1. Richardson J (January 1991). “Abstract of the case of a diver employed on the wreck of the Royal George, who was injured by the bursting of the air-pipe of the diving apparatus. 1842″. Undersea Biomed Res 18 (1): 63–4. PMID 2021022
Sound Barrier
The sound barrier, in aerodynamics, is the point at which an aircraft moves from transonic to supersonic speed. The term, which occasionally has other meanings, came into use during World War II, when a number of aircraft started to encounter the effects of compressibility, a collection of several unrelated aerodynamic effects that “struck” their planes like an impediment to further acceleration. By the 1950s, new aircraft designs routinely “broke” the sound barrier.

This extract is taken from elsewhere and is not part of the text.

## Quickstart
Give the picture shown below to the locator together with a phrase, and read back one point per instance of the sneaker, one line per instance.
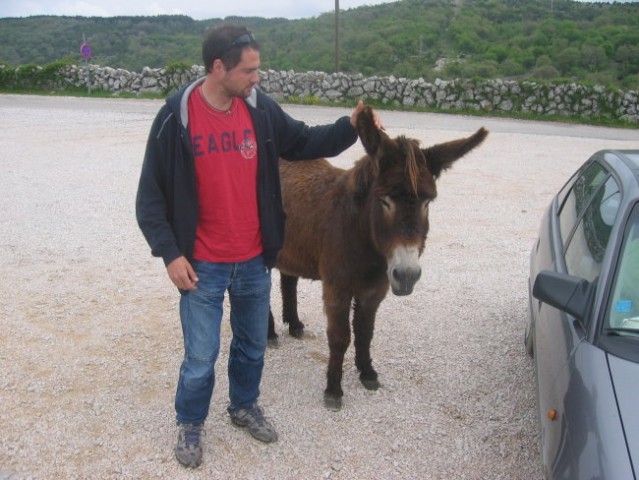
(253, 418)
(188, 450)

Yeager broke the sound barrier on October 14, 1947, flying the experimental Bell X-1 at Mach 1 at an altitude of 45,000 ft (13,700 m). Yeager’s flight recorded Mach 1.07, however, he was quick to point out that the public paid attention to whole numbers and that the next milestone would be exceeding Mach 2. Yeager’s X-1 is on display at the Smithsonian Institution’s National Air and Space Museum. Yeager was awarded the MacKay and Collier Trophies in 1948 for his mach-transcending flight, and the Harmon International Trophy in 1954.